Kutipan dari Jejak Langkah-nya Pramoedya Ananta Toer
"Dan modern adalah juga kesunyian anak yatim piatu, dikutuk untuk membebaskan diri dari segala ikatan yang tidak diperlukan: adat, darah, bahkan juga bumi, kalau perlu juga sesamanya." (Mingke, hal. 2)
"Lakukan segala keperluan tanpa pertolongan. Karena: barangsiapa memerlukan pertolongan, dia tempatkan diri dalam takluk tergantung-gantung pada orang lain. Bebas! Sepenuh bebas. Hanya kepentingan-kepentingan yang bakal mengikatkan diri pada sesuatu." (ibid)
"... kemakmuran dan kebahagiaan dari desa-desa, dieksport. Dan import juga: barang-barang pelupa, kemakmuran dan kebahagiaan yang sudah tergadai." (Mingke, hal. 11)
"Tak mau ikut dengan kemajuan? akan ikut terinjak-injak jadi kasut." (ibid)
"Ilmu-pengetahuan, Tuan-tuan, betapapun tingginya, dia tidak berpribadi. Sehebat-hebatnya mesin, dibikin oleh sehebat-hebat manusia--dia pun tak berpribadi. Tetapi sesederhana-sederhana cerita yang ditulis, dia mewakili pribadi individu atau malahan bisa juga bangsa." (Van Kollewijn, hal. 41)
"Seorang ibu selalu mengampuni anaknya, biarpun anak itu seperti kau, yang baru pandai membangun kesengsaraan untuk dirinya sendiri." (Bunda, hal. 76)

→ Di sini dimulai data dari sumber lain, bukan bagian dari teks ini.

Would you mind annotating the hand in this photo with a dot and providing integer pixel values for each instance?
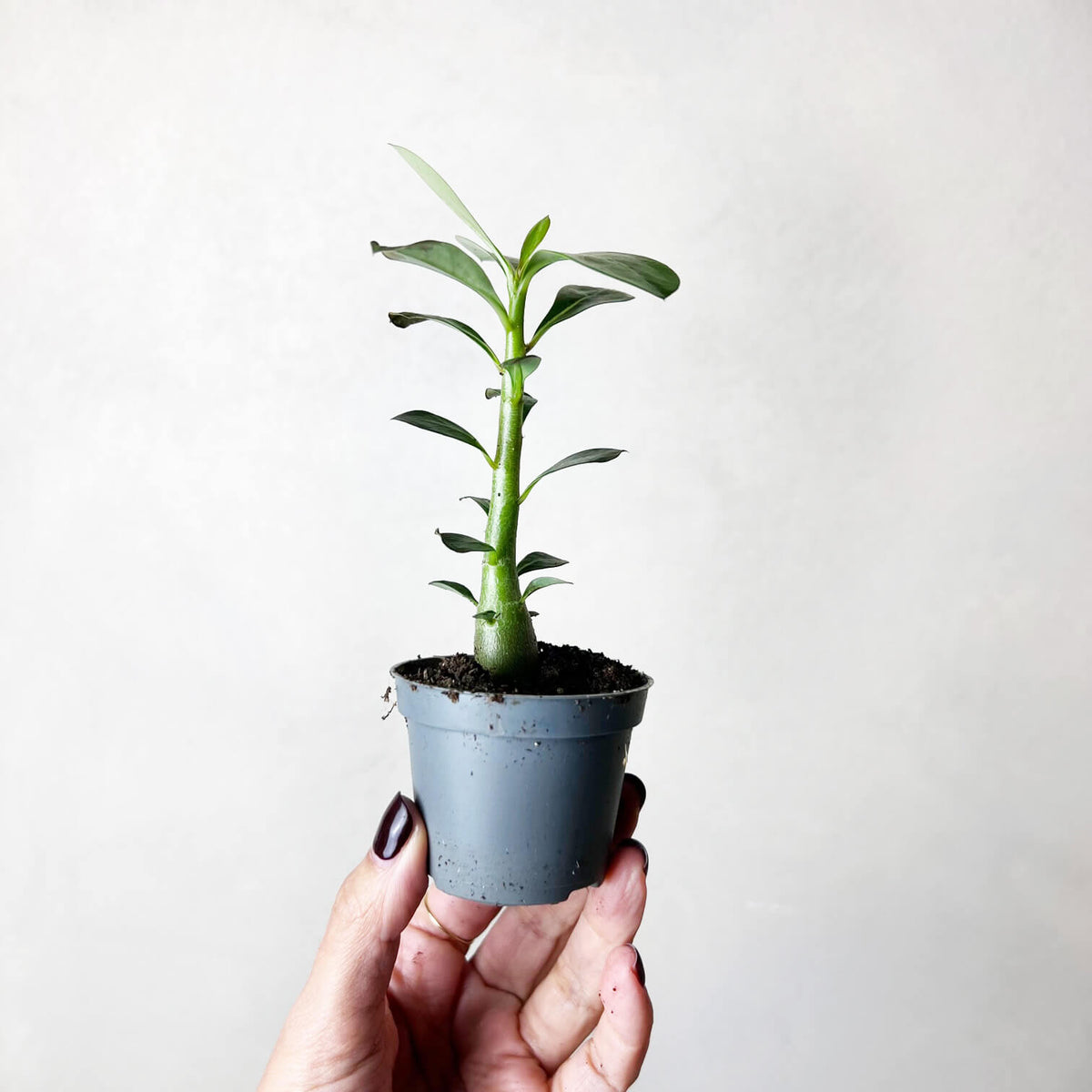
(392, 1002)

"Mengapa kau pandangi aku sampai begitu?"
"Bukan salahku" kataku.
"Aku yang salah?"
"Ya. Kau yang salah. Kau terlalu menarik."

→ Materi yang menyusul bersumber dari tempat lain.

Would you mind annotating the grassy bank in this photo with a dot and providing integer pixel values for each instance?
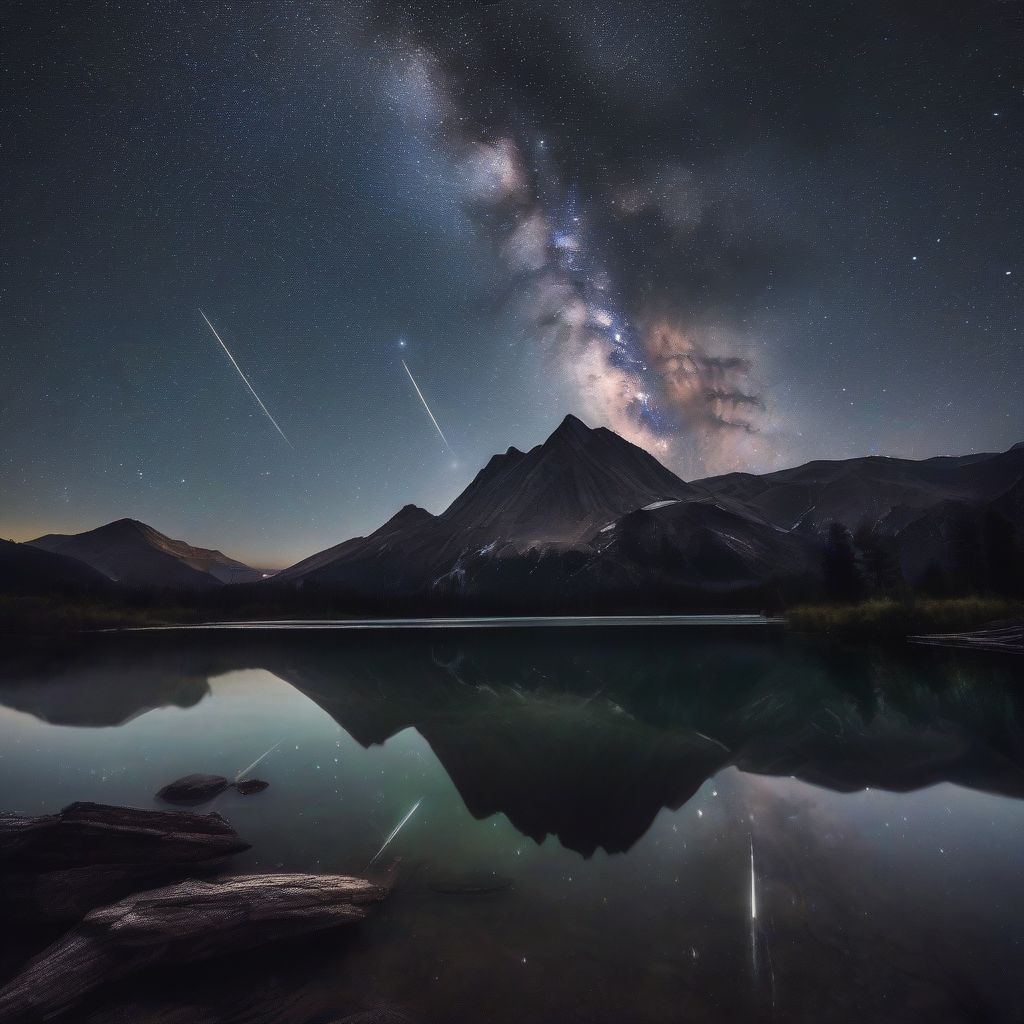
(889, 620)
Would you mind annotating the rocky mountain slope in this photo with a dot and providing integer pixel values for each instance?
(131, 553)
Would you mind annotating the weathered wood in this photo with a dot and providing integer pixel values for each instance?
(59, 866)
(84, 835)
(192, 921)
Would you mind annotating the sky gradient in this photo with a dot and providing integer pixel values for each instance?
(742, 236)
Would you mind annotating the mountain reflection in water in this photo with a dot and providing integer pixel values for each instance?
(878, 791)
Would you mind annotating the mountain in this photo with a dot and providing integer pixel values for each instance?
(584, 517)
(854, 489)
(136, 555)
(25, 569)
(562, 491)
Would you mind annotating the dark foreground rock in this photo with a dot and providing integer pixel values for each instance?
(178, 925)
(58, 866)
(84, 835)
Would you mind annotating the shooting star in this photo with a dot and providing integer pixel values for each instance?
(265, 754)
(426, 407)
(246, 379)
(394, 832)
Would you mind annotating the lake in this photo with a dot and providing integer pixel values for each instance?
(640, 823)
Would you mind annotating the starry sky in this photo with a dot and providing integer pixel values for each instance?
(741, 235)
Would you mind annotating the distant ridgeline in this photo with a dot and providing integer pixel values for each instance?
(589, 522)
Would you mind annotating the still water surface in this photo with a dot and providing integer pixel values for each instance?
(696, 824)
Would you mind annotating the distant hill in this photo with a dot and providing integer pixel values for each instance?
(854, 489)
(27, 570)
(136, 555)
(587, 521)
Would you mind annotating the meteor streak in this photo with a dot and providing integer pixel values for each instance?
(426, 407)
(401, 824)
(246, 380)
(265, 754)
(754, 886)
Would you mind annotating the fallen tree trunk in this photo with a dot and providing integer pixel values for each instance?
(59, 866)
(84, 835)
(192, 921)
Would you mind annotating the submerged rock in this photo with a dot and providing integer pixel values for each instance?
(250, 785)
(190, 791)
(181, 924)
(379, 1015)
(470, 884)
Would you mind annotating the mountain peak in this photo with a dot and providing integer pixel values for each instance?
(571, 426)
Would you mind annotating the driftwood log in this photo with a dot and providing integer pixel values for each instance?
(86, 835)
(192, 921)
(59, 866)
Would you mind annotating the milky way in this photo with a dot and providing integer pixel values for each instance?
(743, 235)
(641, 364)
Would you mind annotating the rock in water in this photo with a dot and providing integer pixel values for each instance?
(192, 921)
(250, 785)
(471, 884)
(189, 791)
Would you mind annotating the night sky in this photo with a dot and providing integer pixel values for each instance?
(742, 235)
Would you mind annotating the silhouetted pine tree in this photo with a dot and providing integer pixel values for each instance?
(843, 582)
(882, 573)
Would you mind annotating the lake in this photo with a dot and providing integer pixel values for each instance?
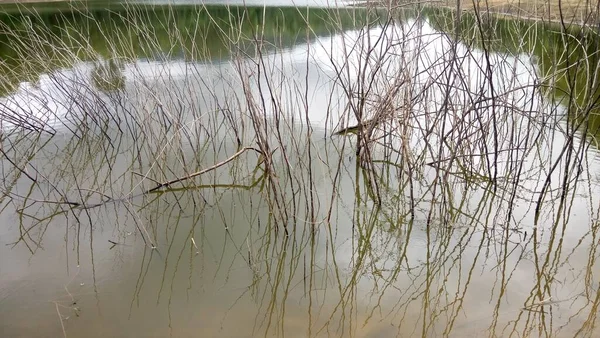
(322, 170)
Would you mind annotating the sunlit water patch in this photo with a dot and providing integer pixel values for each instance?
(375, 182)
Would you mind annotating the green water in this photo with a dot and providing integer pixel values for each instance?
(178, 171)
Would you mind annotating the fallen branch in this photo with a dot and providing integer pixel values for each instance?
(213, 167)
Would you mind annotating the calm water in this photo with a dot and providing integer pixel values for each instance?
(315, 241)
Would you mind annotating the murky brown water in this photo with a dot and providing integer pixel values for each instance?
(324, 245)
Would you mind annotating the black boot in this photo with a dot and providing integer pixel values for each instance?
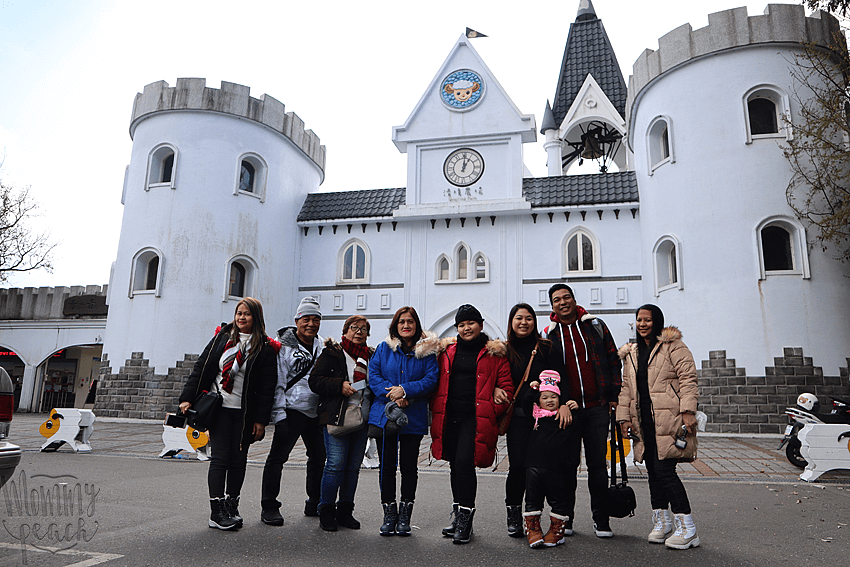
(463, 531)
(219, 518)
(449, 531)
(390, 519)
(404, 512)
(231, 504)
(327, 517)
(515, 521)
(344, 517)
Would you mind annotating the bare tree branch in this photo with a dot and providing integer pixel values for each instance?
(21, 250)
(819, 151)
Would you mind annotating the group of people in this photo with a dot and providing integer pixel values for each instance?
(553, 392)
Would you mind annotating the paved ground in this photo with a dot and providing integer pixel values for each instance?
(720, 457)
(130, 508)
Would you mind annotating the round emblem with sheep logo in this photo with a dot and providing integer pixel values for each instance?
(462, 89)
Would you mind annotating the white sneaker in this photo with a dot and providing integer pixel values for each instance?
(685, 535)
(602, 528)
(662, 525)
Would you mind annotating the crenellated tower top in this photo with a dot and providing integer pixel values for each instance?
(231, 98)
(726, 30)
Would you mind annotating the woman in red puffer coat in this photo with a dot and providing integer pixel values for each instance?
(474, 389)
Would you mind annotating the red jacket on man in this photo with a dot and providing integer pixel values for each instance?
(493, 370)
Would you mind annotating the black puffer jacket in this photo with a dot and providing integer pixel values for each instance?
(326, 378)
(260, 380)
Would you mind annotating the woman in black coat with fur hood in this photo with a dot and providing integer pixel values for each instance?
(241, 363)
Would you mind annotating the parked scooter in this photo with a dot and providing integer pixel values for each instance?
(808, 411)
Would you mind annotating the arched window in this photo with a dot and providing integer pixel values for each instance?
(167, 169)
(240, 278)
(580, 253)
(354, 262)
(246, 177)
(782, 247)
(776, 249)
(481, 267)
(162, 163)
(766, 109)
(237, 280)
(146, 274)
(444, 270)
(667, 257)
(763, 119)
(462, 256)
(658, 142)
(152, 273)
(251, 176)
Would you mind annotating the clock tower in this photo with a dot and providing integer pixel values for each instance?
(464, 143)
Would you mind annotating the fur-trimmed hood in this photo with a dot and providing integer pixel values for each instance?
(668, 335)
(427, 345)
(332, 344)
(495, 347)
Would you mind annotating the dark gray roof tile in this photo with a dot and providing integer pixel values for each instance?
(567, 190)
(594, 189)
(351, 204)
(588, 51)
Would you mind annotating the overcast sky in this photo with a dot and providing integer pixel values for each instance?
(69, 72)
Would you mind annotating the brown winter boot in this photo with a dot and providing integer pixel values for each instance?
(555, 535)
(532, 529)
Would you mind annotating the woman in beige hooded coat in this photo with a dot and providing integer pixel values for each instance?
(658, 403)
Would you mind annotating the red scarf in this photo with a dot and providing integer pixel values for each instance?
(356, 351)
(232, 359)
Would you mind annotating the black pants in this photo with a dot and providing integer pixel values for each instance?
(227, 462)
(398, 451)
(459, 451)
(286, 434)
(590, 426)
(665, 486)
(519, 433)
(549, 484)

(Percakapan Mingke dengan Ang San Mei, hal. 112)
"Kasih-sayang orangtua kadang justru yang tidak patut untuk dilawan demi kemengangan kebebasan (itu). Apakah arti kebebasan kalau karenanya membikin hati orangtua yang mengasih dan menyayang menderita? Kan itu hanya perpindahan penderitaan belaka?" (Gadis Jepara, hal. 145)

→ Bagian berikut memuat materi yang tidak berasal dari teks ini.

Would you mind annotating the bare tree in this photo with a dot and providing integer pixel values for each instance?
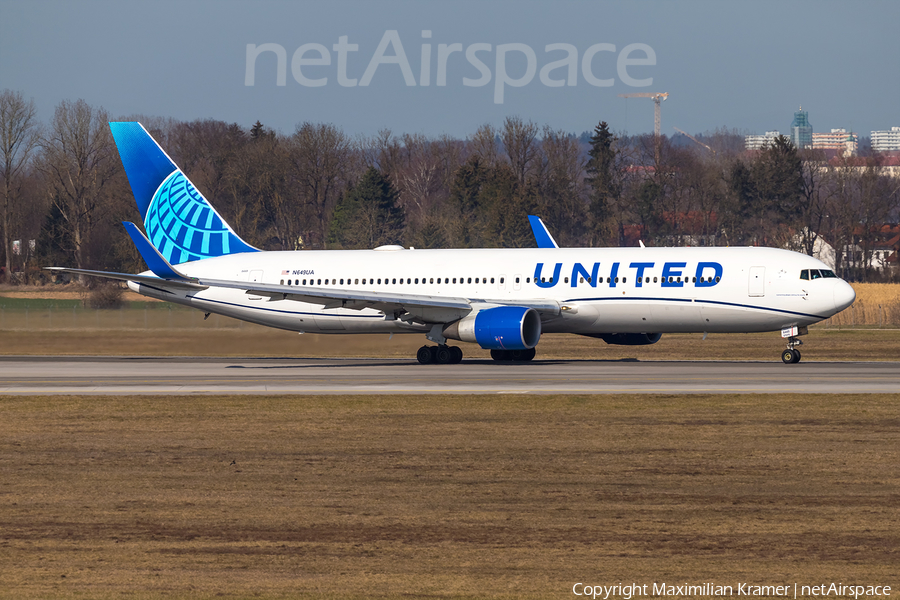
(563, 204)
(320, 154)
(19, 135)
(520, 142)
(485, 146)
(78, 162)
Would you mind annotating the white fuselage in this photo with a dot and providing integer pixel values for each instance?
(605, 290)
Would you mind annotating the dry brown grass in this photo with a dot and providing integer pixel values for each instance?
(876, 304)
(452, 497)
(820, 344)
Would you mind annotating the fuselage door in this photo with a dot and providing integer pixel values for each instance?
(757, 281)
(254, 277)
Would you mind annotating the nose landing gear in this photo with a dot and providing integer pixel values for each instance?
(791, 355)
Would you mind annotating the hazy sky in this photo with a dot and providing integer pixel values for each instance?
(744, 65)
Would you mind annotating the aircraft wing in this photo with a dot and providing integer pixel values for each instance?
(420, 307)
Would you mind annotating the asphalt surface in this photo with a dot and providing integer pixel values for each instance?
(138, 375)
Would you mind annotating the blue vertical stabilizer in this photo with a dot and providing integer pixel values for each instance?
(180, 223)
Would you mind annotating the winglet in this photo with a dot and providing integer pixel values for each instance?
(541, 235)
(155, 261)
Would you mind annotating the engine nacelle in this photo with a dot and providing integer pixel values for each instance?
(629, 339)
(499, 328)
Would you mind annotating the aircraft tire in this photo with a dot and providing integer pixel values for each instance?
(443, 356)
(456, 355)
(500, 355)
(425, 356)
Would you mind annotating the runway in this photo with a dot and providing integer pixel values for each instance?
(133, 375)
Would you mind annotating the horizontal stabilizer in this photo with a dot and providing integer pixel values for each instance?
(541, 234)
(156, 282)
(155, 261)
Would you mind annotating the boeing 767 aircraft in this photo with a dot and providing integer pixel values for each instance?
(501, 299)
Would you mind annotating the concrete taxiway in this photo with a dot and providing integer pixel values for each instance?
(134, 375)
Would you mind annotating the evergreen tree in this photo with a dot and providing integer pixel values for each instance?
(368, 215)
(603, 179)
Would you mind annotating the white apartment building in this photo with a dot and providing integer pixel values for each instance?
(756, 142)
(839, 140)
(886, 141)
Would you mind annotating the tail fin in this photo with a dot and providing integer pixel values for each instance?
(179, 221)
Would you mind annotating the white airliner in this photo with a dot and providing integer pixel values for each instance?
(501, 299)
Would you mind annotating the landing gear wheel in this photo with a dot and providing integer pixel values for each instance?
(443, 355)
(455, 355)
(522, 355)
(424, 356)
(500, 355)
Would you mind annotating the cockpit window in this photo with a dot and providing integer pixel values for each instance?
(816, 273)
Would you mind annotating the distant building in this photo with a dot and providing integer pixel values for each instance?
(886, 141)
(838, 140)
(801, 130)
(756, 142)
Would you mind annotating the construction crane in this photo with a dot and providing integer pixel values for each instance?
(657, 98)
(695, 140)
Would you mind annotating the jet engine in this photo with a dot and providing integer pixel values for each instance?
(499, 328)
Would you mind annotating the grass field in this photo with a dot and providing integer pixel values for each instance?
(442, 497)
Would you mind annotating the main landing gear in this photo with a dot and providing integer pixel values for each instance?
(442, 355)
(513, 355)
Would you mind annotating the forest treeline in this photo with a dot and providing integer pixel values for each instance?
(63, 192)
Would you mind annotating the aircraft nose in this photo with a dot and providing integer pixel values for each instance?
(844, 295)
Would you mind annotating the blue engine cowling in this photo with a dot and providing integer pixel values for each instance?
(499, 328)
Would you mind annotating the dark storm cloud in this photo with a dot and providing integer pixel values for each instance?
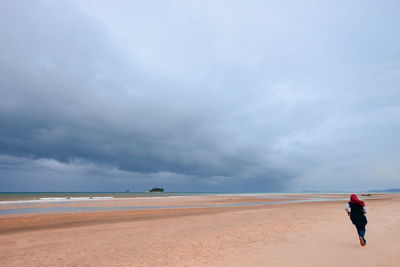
(119, 95)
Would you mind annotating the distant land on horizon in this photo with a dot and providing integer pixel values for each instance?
(390, 190)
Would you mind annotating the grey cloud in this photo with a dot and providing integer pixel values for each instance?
(254, 97)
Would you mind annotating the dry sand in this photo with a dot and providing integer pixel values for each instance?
(302, 234)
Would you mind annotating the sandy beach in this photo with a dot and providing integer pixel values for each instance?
(294, 234)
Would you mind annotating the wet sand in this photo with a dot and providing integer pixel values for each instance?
(297, 234)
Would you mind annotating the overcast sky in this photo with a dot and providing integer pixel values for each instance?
(239, 96)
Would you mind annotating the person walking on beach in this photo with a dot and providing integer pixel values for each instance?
(356, 209)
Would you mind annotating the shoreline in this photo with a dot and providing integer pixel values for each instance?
(296, 234)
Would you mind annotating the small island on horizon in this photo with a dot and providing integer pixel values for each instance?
(156, 190)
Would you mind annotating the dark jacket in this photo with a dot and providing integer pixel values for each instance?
(357, 215)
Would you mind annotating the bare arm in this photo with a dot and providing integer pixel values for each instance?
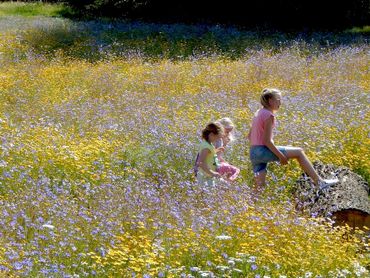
(268, 142)
(203, 165)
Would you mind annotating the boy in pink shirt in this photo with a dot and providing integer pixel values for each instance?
(263, 148)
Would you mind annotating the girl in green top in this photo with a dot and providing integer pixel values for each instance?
(208, 162)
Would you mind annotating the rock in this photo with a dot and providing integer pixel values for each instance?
(346, 202)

"..., yang ada disekeliling adalah penderitaan karena kebodohan, ketidak-tahuan; di atasnya: kepandaian, ilmu-pengetahuan, kekuasaan berlebih-lebihan yang justru membikin dan mempertahankan penderitaan.
...
..., penderitaan bukan sebagai gagasan, hanya sebagai akibat. Bukan berarti, kesukaan tidak ada. Di mana ada derita di sana juga ada suka. Tetapi penderitaan di sini adalah suatu ragangan, tulang-belulang kehidupan. memang orang tidak selalu merasakannya bila tidak pernah mengetahuinya. Begitu mengerti orang akan lebih menderita lagi karena tidak bisa berbuat sesuatu. Karena itu orang Belanda sering membisikkan: Berbahagialah mereka yang bodoh, karena dia kurang menderita. berbahagialah juga kanak-kanak yang belum membutuhkan pengetahuan untuk dapat mengerti." (Gadis Jepara, hal 146-157)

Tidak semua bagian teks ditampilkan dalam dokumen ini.